Talk to the designers. This should be a natural part of your job (read: collaboration) anyway, but deliberately ask questions; try to get them talking. This can be relationship dependent, some designers are touchy and you may have to establish some rapport first, but many designer enjoy a friendly challenge to their decisions. Don't be combative and skeptical, present questions which respect their ideas, but gets them talking and perhaps re-thinking what they thought. You may learn a lot in the process. You may not learn PhotoShop this way, but that's rather secondary to design talent anyway.

Talk to everyone for that matter.
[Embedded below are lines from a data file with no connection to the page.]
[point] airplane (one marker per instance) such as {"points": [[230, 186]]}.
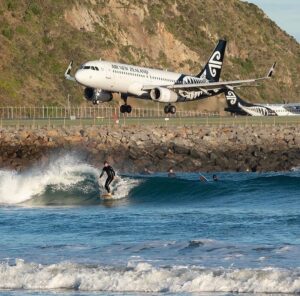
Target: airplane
{"points": [[102, 79], [238, 106]]}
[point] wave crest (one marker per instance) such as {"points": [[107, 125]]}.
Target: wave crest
{"points": [[144, 277]]}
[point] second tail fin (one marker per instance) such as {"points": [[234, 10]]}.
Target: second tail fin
{"points": [[213, 68]]}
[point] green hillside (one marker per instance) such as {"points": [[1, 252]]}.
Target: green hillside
{"points": [[38, 39]]}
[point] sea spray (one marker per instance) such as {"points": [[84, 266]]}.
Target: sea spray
{"points": [[144, 277], [52, 182]]}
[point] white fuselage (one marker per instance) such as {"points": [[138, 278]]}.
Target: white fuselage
{"points": [[116, 77], [128, 79]]}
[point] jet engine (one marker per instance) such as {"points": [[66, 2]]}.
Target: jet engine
{"points": [[97, 95], [163, 95]]}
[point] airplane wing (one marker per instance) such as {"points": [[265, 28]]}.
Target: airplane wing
{"points": [[205, 87], [68, 72]]}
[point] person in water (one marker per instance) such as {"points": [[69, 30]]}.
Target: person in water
{"points": [[202, 179], [171, 173], [110, 175]]}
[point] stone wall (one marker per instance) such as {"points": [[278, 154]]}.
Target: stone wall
{"points": [[132, 149]]}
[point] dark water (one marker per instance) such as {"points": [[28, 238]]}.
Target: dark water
{"points": [[160, 235]]}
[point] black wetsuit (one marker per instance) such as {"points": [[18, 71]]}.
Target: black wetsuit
{"points": [[110, 176]]}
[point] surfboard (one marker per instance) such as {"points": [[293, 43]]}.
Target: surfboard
{"points": [[106, 196]]}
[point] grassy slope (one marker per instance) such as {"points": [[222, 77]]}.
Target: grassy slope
{"points": [[37, 40]]}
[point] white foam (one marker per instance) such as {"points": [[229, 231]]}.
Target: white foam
{"points": [[63, 172], [144, 277]]}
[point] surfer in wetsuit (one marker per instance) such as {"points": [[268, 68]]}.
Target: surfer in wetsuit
{"points": [[110, 175]]}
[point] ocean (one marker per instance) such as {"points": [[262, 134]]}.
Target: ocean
{"points": [[160, 235]]}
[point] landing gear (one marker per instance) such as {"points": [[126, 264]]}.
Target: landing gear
{"points": [[170, 109], [125, 108]]}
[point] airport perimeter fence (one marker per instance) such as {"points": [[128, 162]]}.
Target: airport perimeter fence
{"points": [[111, 116], [95, 112]]}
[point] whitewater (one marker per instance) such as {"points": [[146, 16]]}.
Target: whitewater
{"points": [[160, 235]]}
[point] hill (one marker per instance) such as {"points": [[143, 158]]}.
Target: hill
{"points": [[38, 38]]}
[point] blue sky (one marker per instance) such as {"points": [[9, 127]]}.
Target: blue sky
{"points": [[286, 13]]}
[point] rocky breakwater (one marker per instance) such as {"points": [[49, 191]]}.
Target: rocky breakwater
{"points": [[132, 149]]}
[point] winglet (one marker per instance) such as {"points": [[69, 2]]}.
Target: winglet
{"points": [[271, 71], [68, 72]]}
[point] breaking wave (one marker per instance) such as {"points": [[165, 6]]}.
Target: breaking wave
{"points": [[62, 181], [143, 277]]}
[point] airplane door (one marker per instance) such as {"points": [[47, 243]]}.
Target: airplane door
{"points": [[109, 77]]}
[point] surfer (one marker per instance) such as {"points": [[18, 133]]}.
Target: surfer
{"points": [[202, 179], [171, 173], [215, 178], [110, 175]]}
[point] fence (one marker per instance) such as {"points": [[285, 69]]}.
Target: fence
{"points": [[110, 116], [46, 112]]}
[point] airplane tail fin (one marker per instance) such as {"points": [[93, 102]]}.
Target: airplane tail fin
{"points": [[213, 68], [270, 74]]}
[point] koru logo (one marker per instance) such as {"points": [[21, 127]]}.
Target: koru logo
{"points": [[215, 63], [231, 97]]}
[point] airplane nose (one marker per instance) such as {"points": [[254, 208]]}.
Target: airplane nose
{"points": [[79, 77]]}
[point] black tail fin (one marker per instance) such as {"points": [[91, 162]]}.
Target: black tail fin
{"points": [[213, 68]]}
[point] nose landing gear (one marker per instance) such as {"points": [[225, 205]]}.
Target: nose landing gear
{"points": [[125, 108], [170, 109]]}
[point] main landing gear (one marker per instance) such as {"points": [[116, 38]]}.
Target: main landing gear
{"points": [[170, 109], [125, 108]]}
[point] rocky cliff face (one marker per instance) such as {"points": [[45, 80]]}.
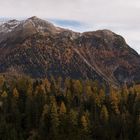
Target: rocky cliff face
{"points": [[37, 48]]}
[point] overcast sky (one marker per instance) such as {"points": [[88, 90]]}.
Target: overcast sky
{"points": [[120, 16]]}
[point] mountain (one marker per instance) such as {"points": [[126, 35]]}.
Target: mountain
{"points": [[37, 48]]}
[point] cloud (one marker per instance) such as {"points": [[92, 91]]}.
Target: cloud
{"points": [[121, 16]]}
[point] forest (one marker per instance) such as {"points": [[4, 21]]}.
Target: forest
{"points": [[68, 109]]}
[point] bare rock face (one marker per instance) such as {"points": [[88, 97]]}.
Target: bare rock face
{"points": [[37, 48]]}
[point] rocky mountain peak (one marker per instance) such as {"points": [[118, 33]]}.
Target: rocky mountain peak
{"points": [[37, 48]]}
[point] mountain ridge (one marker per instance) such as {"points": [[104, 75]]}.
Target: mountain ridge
{"points": [[37, 48]]}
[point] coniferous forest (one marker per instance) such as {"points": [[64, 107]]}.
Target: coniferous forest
{"points": [[69, 109]]}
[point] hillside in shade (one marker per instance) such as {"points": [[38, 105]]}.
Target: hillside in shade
{"points": [[37, 48]]}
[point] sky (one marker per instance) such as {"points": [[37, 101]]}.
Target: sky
{"points": [[120, 16]]}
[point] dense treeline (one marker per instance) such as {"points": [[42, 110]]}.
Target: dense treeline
{"points": [[70, 110]]}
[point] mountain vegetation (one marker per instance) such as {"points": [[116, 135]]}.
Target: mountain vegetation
{"points": [[71, 109]]}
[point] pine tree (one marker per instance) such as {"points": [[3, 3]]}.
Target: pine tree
{"points": [[104, 116]]}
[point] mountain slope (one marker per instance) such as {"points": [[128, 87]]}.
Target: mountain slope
{"points": [[37, 48]]}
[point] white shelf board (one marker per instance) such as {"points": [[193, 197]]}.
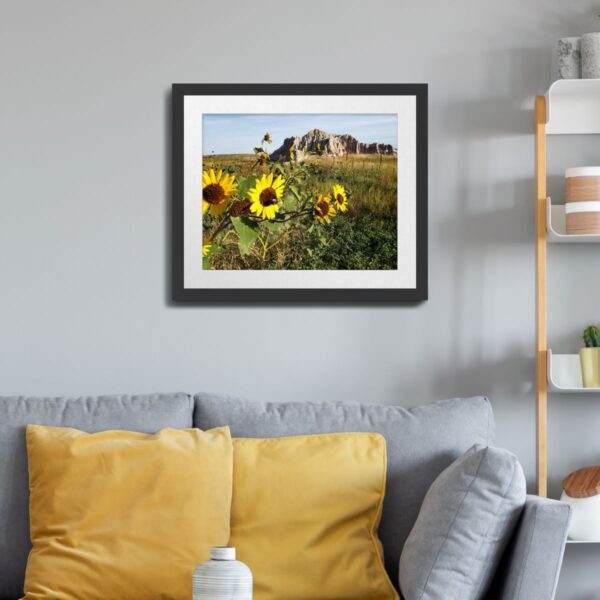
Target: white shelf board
{"points": [[573, 106], [557, 228], [564, 374]]}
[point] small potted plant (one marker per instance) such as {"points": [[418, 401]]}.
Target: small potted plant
{"points": [[590, 357]]}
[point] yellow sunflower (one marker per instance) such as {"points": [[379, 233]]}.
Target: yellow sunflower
{"points": [[216, 189], [324, 209], [266, 196], [339, 197]]}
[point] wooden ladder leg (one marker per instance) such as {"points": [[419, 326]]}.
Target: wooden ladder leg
{"points": [[541, 298]]}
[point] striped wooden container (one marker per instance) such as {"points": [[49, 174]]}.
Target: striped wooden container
{"points": [[582, 209], [222, 577]]}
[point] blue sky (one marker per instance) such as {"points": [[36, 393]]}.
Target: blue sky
{"points": [[239, 134]]}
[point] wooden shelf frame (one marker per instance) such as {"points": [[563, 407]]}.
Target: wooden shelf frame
{"points": [[541, 262], [569, 107]]}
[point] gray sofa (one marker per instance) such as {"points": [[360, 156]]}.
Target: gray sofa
{"points": [[421, 443]]}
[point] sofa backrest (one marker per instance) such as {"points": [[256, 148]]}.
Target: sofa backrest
{"points": [[135, 413], [421, 443]]}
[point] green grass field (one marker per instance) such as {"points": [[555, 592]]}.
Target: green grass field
{"points": [[363, 238]]}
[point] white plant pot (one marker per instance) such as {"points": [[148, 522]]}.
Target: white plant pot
{"points": [[585, 520]]}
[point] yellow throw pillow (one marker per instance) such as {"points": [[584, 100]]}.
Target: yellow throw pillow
{"points": [[305, 513], [124, 516]]}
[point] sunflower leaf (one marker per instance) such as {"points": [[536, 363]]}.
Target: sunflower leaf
{"points": [[295, 191], [244, 185], [247, 231], [289, 202]]}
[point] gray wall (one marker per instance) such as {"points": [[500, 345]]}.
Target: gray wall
{"points": [[84, 155]]}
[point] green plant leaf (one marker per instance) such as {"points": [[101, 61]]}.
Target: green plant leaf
{"points": [[244, 185], [295, 191], [247, 231], [274, 226], [289, 202]]}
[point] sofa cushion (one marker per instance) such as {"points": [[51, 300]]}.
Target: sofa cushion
{"points": [[421, 443], [148, 414], [466, 521], [123, 515]]}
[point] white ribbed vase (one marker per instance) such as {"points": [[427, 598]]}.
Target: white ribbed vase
{"points": [[222, 577]]}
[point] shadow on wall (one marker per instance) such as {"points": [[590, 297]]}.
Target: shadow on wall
{"points": [[492, 221]]}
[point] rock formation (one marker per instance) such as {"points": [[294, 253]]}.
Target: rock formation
{"points": [[317, 142]]}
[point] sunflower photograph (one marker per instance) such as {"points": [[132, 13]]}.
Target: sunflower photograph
{"points": [[299, 192]]}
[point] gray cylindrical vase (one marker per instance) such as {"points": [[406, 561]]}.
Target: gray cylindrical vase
{"points": [[222, 577], [569, 58], [590, 55]]}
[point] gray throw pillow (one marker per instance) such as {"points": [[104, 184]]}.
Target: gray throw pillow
{"points": [[466, 520]]}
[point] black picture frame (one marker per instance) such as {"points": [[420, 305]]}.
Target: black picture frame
{"points": [[299, 296]]}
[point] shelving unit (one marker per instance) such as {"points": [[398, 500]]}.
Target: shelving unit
{"points": [[571, 106], [557, 229]]}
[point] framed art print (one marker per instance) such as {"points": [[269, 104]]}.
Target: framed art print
{"points": [[299, 193]]}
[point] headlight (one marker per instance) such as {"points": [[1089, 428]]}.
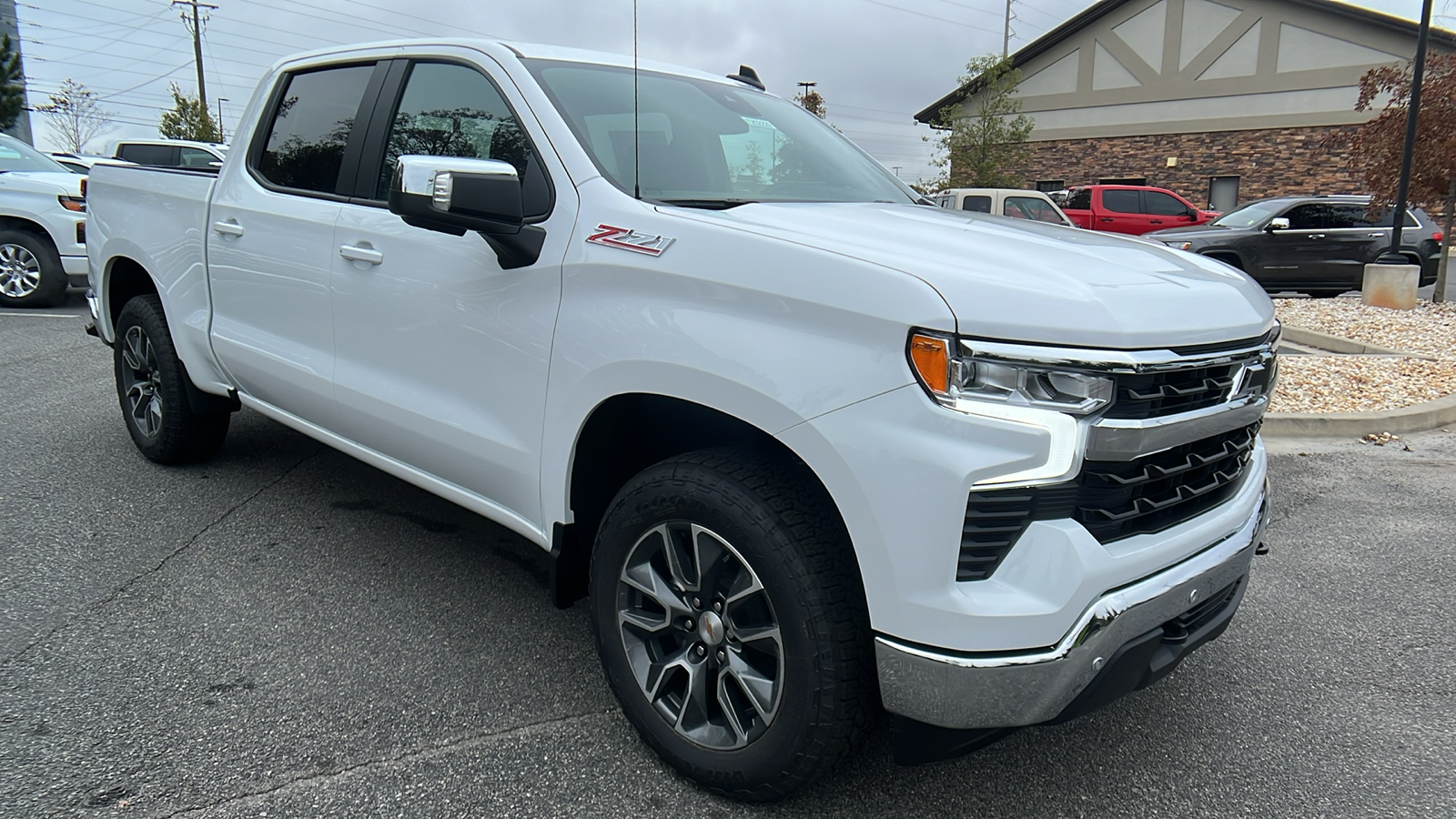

Without going on too much of a tangent from your original question, website products are only as good as the collaboration of people producing it. You're little more than an ant in this vast world of complexity. How much does a single ant ever accomplish?

I was wondering how you guys and girls stay on top of your skillset outside of work?

If you're not being challenged to learn new things -or at least have the opportunity to be- in almost every project, you might work in an assembly line; find another job. Otherwise a tremendous amount of learning comes from the project itself. Find an excuse for a task to give you reason to explore. Ask yourself if you're pushing yourself beyond the norm, or if you're merely delivering a Xerox copy of what already exists in your head.

That strategy is important, because nearly everyone is too consumed by pressure and too ready to live their normal lives by the time "the project" releases their psyche from its grasp. We're all a little bit Pavlovian. Once the pants come off, the recliner is tilted and beer is in hand, there's not a lot more you're going to cram into your head that day. Learning generally needs to happen in the context of a project.

Curious as to your suggestions to learn new things without being burnt out.

How do you go as quickly as possible around a race track without crashing?... You don't. You either go too slow or you eventually crash. You may learn to balance things a little better, but inevitably, you get force-fed a few lessons the hard way.

This is why passion is always recommended before diving in. Passion is the heat you cook with, it's what wakes you up on the middle of the night with an urge to resolve a problem. It will eventually burn your brain, but you need it to move forward. Contrary to popular belief, the pursuit of money isn't interesting enough, and especially early in your career, won't be plentiful enough to tolerate the fried nerves and persistent knee-deep bullshit.

Also patience. It's like a real life RPG x100. You don't reach "master level" after 100 hours, it might take you 10 years. If you're starting to get overly concerned about your progression, perhaps its time to take a break.